Il 9 febbraio 2013, alla Galleria Nazionale d’Arte Moderna e Contemporanea di Roma, ha luogo la giornata Per Gino Marotta, incontro di studio. Ne sono relatori Maria Vittoria Marini Clarelli, Maurizio Calvesi, Laura Cherubini, Bruno Corà. Fra le molte testimonianze: Lorenzo Canova, Barbara Martusciello, Raffaele Gavarro. In quell’occasione viene pubblicato il libro di Gino e Isa Marotta Lettere.
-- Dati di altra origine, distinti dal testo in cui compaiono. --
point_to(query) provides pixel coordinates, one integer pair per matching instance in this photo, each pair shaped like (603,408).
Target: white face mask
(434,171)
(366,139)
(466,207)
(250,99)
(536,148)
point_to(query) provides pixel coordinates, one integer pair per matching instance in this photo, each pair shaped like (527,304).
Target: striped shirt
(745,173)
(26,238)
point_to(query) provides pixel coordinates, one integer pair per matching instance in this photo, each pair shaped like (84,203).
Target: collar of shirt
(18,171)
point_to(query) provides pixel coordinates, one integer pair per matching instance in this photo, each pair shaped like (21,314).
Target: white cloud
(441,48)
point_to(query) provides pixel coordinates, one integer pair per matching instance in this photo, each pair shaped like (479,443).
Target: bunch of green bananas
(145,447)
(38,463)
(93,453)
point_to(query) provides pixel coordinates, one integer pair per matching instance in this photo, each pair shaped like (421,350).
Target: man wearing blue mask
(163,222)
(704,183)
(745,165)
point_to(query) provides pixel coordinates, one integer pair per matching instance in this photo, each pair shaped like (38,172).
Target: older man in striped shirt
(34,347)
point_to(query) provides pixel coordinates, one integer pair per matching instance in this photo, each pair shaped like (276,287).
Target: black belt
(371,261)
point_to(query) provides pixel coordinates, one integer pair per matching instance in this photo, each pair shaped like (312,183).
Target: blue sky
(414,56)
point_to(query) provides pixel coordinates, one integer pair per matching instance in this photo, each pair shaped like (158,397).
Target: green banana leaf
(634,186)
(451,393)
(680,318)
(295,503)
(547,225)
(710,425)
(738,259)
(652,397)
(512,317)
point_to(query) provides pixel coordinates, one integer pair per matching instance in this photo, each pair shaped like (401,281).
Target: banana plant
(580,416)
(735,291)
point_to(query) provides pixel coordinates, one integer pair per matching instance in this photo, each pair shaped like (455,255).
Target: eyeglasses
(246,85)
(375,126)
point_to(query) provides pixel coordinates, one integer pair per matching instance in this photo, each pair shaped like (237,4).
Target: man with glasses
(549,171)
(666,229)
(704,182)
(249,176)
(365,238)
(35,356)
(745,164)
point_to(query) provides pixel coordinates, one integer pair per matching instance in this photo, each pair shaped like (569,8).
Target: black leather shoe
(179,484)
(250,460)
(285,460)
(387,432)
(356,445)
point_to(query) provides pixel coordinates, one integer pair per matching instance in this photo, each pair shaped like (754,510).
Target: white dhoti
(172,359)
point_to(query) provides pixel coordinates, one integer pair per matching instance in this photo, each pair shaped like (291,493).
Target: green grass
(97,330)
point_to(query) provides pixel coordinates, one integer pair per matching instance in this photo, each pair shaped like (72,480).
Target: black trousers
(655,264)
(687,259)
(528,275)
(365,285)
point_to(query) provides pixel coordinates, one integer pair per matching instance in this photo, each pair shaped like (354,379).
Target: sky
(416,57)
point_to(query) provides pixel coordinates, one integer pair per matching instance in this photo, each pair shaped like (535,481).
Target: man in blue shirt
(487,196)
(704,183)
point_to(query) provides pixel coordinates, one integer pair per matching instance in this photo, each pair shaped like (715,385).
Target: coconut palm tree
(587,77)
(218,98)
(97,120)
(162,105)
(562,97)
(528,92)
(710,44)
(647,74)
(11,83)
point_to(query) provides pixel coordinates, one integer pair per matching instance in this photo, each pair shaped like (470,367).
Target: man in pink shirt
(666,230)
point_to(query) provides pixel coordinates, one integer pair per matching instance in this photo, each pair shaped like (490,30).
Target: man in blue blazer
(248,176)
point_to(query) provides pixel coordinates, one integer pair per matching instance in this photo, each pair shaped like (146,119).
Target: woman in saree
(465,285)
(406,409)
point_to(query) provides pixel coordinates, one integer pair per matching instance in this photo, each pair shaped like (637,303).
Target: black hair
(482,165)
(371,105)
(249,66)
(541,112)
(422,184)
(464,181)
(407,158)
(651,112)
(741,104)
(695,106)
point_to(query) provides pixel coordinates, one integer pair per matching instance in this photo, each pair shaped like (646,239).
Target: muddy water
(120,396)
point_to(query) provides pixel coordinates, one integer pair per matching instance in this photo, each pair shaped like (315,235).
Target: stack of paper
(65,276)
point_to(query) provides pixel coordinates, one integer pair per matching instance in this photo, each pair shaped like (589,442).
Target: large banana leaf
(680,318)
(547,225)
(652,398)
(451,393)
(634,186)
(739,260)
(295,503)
CorRispondenze di arte e di vita, Maretti Editore.

 

Del suo lavoro e del suo pensiero artistico si sono occupati numerosi scrittori e critici d’arte, tra cui: Bruno Alfieri, Vito Apuleo, Alberto Arbasino, Flavio Arensi, Iolena Baldini (Berenice), Paola Ballesi, Guido Ballo, Luca Massimo Barbero, Renato Barilli, Giorgio Battistelli, Andrea Bellini, Fabio Belloni, Fortunato Bellonzi, Carmine Benincasa, Ilaria Bernardi, Achille Bonito Oliva, Giuliano Briganti, Palma Bucarelli, Rossana Buono, Maurizio Calvesi, Lorenzo Canova, Luciano Caramel, Luigi Carluccio, Flavio Caroli, Toti Carpentieri, Cesare Casati, Germano Celant, Laura Cherubini, Bruno Corà, Claudio Crescentini, Enrico Crispolti, Fabrizio D’Amico, Guido Davico Bonino, Mario de Candia, Jole de Sanna, Gillo Dorfles, Maurizio Fagiolo dell’Arco, Flavio Fergonzi, Alberto Fiz, Raffaele Gavarro, Maurizio Grande, Emilia Granzotto, Walter Guadagnini, John Hart, R. C. Kenedy, Giorgio Kaisserlian, Udo Kultermann, Gian Piero Jacobelli, Renzo Marchelli, Giuseppe Marchiori, Maria Vittoria Marini Clarelli, Gianluca Marziani, Ada Masoero, Giulia Massari, Lea Mattarella, Filiberto Menna, Dario Micacchi, Federica Pirani, Giancarlo Politi, Elena Pontiggia, Paolo Portoghesi, Domenico Porzio, Ludovico Pratesi, Franco Purini, Franco Quadri, Emilio Radius, Pierre Restany, Angelandreina Rorro, Antonello Rubini, Franco Russoli, Adriana Sartogo, Edoardo Sassi, Giuseppe Sciortino, Vittorio Sgarbi, Franco Simongini, Leonardo Sinisgalli, Rodolfo Siviero, Giorgio Soavi, Tommaso Trini, Alessandra Troncone, Lorenza Trucchi, Marco Valsecchi, Lionello Venturi, Lara Vinca Masini, Emilio Villa, Maurizio Vitta, Cesare Vivaldi e molti altri.